In this essay, I briefly sketch the trajectory of the “objective” or “objectivity” in three canonical German philosophers: Kant, Hegel, and Marx. My motivation for pursuing this essay is looking backwards from the place of “objectivity” today, especially as the word has been variously contested in the last forty years or so in the emerging field of science and technology studies (e.g., by Donna Haraway). Too often, in these debates objectivity is deployed as a strawman, a crude caricature of logical positivism to be hacked away at by (often equally crude) postmodern critiques. A more sophisticated account of objectivity is given by Lorraine Daston and Peter Galison in their seminal 2008 book, Objectivity, which traces the rise of successive “epistemic virtues” through a close study of scientific atlases from around 1750 to 1950. There have also been recent attempts to recuperate objectivity as part of the broad coalition of movements grouped under the “ontological turn.” I think a move of this sort was anticipated by Hannah Arendt in her late Lectures on Kant’s Political Philosophy. I think all these discussions would be enriched by a more nuanced understanding of the history of this word.

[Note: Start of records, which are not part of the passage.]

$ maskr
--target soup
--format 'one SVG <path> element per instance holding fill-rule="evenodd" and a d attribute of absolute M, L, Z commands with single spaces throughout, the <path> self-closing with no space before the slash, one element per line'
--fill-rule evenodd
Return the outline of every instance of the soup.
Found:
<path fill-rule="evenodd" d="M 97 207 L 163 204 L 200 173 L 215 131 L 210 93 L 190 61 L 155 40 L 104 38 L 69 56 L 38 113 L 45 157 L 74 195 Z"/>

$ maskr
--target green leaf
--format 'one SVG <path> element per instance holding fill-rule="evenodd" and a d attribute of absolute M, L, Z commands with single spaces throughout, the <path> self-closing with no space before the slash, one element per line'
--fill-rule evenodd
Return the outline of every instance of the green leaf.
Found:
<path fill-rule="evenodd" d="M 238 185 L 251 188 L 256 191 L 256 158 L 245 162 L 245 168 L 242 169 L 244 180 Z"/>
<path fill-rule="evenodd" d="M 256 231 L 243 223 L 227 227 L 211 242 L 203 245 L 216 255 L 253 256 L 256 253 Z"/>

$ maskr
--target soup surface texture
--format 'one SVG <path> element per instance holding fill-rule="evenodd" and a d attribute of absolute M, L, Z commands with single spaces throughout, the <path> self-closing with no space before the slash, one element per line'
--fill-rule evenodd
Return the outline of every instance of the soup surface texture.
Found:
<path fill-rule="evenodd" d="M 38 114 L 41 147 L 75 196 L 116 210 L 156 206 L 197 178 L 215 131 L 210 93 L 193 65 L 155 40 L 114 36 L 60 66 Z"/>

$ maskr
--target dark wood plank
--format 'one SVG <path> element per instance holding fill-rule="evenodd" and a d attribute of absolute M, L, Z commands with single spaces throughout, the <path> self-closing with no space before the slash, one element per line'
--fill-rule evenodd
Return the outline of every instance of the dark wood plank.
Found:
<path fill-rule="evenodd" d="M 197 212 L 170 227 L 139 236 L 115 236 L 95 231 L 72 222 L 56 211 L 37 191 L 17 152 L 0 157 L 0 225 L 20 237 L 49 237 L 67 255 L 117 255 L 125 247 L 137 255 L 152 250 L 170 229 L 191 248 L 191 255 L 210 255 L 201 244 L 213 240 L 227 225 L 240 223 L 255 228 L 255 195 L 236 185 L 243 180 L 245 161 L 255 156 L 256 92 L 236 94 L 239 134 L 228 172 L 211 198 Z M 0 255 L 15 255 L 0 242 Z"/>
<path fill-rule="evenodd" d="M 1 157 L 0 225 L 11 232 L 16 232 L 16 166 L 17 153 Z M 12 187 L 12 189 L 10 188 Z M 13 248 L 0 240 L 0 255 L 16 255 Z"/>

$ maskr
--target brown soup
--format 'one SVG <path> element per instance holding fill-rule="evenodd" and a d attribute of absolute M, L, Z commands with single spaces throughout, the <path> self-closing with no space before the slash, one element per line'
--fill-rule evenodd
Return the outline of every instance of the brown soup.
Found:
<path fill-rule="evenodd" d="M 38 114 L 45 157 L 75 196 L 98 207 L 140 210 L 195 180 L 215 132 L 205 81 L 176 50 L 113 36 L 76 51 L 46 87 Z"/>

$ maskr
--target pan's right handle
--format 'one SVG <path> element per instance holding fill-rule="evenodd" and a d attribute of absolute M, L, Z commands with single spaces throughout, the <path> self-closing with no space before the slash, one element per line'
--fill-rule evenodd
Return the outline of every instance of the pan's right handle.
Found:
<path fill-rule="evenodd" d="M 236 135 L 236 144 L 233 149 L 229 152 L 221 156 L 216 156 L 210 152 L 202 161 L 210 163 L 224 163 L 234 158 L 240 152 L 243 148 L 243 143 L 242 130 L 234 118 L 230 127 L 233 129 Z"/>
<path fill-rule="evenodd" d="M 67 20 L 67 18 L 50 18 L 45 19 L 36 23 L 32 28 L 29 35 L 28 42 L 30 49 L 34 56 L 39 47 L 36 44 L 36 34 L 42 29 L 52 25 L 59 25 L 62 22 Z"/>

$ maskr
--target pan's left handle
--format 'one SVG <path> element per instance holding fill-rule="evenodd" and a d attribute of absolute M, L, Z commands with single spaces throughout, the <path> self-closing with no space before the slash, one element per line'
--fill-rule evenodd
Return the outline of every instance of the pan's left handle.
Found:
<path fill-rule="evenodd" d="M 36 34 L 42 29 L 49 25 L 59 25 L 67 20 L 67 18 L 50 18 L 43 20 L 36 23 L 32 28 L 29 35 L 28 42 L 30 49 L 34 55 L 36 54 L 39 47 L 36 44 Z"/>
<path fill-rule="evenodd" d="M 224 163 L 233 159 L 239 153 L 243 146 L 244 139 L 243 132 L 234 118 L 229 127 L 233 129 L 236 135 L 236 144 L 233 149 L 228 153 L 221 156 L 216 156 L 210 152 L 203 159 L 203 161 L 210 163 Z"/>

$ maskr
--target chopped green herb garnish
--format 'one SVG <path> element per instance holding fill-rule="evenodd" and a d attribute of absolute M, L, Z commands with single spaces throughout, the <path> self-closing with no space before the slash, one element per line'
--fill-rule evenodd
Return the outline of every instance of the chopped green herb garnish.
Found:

But enough of this talk. This paper is more proximately driven by a fundamental foreignness I perceived when reading the German philosophers of the early nineteenth century, for whom “objectivity” seems to mean something else quite different. For the purposes of this essay, I want to reconstruct as faithfully as I can the various meanings of objectivity and objects in the work of Kant, Hegel, and Marx. I bracket both my motivations and the later development of the term to focus on an immanent account of each of these thinkers in turn. One more preliminary note: part of the foreignness can be attributed (as so often it is) to difficulties of translation. In particular, “subject” is also a Latinate term in German (Subject or Subjekt). By contrast, “object” can be either Object/Objekt (the Latinate term) or the Germanic Gegenstand, whence also Gegenständlich (“objective”) and Gegenständlichkeit (“objectivity”). Gegenstand has the distinction that it literally “stands against” something. Kant talked mostly of Objecte — but not really, since he divided the world into the realm of appearances (phenomena) and things-in-themselves. The Subjekt has a double meaning, of course: it is both subject-matter (“what is the subject of this book?”) in which case it can be rather synonymous with “object”; and it is the ethical or epistemological subject, the self that knows or acts. So much for a bird’s-eye view of the development. Let us now dive in and get our hands dirty.